Evaluation of Quality of Life After Facial Hyaluroic Acid Injections Following Treatment for Breast Cancer. (JOUVENCE)

Inclusion Criteria:

1. Women ≥ 18 years old and ≤ 50 years old.
2. Non-menopausal status at time of diagnosis of breast cancer (self-reporting).

3. Patient with breast cancer (uni or bilateral):

   1. treated at the Institut Bergonié by chemotherapy (+/- targeted/immunotherapy) and surgical treatment (conservative or not) and/or hormone therapy and/or radiotherapy
   2. who completed their treatment at least 6 months ago including end of treatment with Herceptin but with the exception for ongoing hormone therapy
   3. in complete remission
4. Non-immunosuppressed patient.
5. Voluntarily signed and dated written informed consent prior to any study specific procedure.
6. Patient affiliated to a social security in compliance with Article 1121-11 of the French Public Health Code.

Exclusion Criteria:

1. Patients with a history of or declared autoimmune disease or immune system deficiency or undergoing immunosuppressive treatment.
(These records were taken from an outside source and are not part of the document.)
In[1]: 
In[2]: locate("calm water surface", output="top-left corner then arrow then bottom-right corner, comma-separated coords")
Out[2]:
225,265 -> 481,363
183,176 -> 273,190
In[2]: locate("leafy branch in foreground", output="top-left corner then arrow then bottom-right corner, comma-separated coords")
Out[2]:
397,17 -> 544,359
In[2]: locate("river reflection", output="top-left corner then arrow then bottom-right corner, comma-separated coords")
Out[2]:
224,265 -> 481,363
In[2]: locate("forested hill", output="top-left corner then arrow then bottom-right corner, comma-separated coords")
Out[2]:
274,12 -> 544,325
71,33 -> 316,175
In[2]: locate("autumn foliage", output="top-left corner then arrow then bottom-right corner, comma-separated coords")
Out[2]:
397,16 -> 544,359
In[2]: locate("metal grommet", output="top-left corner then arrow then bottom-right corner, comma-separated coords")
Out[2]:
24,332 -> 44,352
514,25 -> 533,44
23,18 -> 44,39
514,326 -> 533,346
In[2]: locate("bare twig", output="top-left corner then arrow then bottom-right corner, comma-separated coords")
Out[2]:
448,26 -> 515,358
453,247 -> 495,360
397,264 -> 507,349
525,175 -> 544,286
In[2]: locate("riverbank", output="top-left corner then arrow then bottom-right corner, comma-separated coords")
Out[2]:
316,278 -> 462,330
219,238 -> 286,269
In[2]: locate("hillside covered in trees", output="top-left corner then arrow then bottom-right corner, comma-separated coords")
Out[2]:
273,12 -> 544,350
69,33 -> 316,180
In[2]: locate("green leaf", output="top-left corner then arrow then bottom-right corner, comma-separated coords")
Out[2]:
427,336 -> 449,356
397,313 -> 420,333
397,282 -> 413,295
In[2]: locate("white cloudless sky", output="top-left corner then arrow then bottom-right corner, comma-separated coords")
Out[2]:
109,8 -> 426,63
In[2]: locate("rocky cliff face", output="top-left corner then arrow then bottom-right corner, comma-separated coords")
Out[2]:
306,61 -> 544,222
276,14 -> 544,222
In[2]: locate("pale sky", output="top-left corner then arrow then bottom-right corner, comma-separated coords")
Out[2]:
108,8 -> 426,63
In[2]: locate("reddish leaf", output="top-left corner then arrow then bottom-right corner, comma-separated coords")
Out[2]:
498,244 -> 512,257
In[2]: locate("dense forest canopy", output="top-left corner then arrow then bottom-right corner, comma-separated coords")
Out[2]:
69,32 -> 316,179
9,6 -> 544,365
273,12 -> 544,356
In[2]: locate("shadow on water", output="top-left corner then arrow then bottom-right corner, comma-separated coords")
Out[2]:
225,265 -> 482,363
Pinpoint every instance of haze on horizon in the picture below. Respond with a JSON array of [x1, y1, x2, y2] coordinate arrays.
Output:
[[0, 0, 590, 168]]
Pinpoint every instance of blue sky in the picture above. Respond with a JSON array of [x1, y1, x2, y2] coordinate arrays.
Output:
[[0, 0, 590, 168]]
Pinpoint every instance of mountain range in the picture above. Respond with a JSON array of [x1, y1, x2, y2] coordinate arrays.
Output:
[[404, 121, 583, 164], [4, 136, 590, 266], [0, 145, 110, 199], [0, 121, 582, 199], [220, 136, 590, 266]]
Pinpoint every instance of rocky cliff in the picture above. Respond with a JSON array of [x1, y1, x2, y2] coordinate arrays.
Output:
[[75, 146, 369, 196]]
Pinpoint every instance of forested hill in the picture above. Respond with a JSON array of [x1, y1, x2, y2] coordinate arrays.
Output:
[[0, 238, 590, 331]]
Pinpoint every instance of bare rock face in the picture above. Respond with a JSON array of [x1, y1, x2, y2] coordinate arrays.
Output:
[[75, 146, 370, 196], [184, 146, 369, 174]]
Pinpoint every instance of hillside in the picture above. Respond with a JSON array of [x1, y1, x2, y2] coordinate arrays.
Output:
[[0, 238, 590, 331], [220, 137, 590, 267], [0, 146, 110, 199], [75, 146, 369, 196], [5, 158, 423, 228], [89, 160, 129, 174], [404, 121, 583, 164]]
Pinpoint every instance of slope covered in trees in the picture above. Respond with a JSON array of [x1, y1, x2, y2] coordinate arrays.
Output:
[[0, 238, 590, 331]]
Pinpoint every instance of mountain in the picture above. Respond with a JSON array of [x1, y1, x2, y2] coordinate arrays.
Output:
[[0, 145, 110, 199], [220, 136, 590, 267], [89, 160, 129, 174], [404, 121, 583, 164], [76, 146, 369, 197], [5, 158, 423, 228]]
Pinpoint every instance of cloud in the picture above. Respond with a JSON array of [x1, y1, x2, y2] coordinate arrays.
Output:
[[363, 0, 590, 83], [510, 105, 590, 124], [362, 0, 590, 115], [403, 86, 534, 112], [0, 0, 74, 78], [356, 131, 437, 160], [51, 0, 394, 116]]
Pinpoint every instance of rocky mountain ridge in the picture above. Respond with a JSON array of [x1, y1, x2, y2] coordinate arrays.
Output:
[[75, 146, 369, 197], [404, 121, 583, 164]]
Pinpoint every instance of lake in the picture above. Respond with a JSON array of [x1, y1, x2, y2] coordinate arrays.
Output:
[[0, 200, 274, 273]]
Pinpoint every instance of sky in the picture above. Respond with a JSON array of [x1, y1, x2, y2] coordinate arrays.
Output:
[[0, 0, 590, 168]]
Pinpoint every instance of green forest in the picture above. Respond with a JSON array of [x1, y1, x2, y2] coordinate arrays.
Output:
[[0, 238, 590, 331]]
A 6-month washout is required.
2. Patients undergoing or planning to undergo peeling treatment or laser/ultrasound-based or botox treatment or hyaluronic acid injections during the study or having had one of these treatments in the 6 months preceding the study.
3. Patients showing cutaneous disorders, inflammation or infection (acne, herpes labialis, scars…) at the treatment site or near to this site.
4. Patients having a known hypersensibility to lidocaine and/or amide local anaesthetic agents or hyaluronic acid and/or proteins from gram-positive bacteria, or with a history of severe allergy or anaphylactic shock.
5. Patients with a history of streptococcal disease (recurrent sore throat, rheumatic fever)
6. Patients with autoimmune or cardiac diseases (i.e. heart conduction disorders) and/or undergoing treatment for heart diseases (beta-blockers).
7. Patients with hepatocellular insufficiency and/or undergoing treatment for liver disease.
8. Patients suffering from epilepsy not controlled by a treatment or porphyria.
9. Patients with a tendency to develop hypertrophic scars.
10. Patients with severe, ongoing and/or uncontrolled disease that may pose a health risk to the patient during the study and/or may have an impact on the study assessments.
11. Patients receiving or planning to receive high dose Vitamin E, aspirin, anti-inflammatories, or anti-coagulant during the week preceding each injection
12. Patients receiving any long-term medical treatment or any treatment that, in the opinion of the clinical investigator, may interfere with test results or put the patient at undue risk.
13. Patients under guardianship/tutorship.
14. Pregnant women or breastfeeding mothers.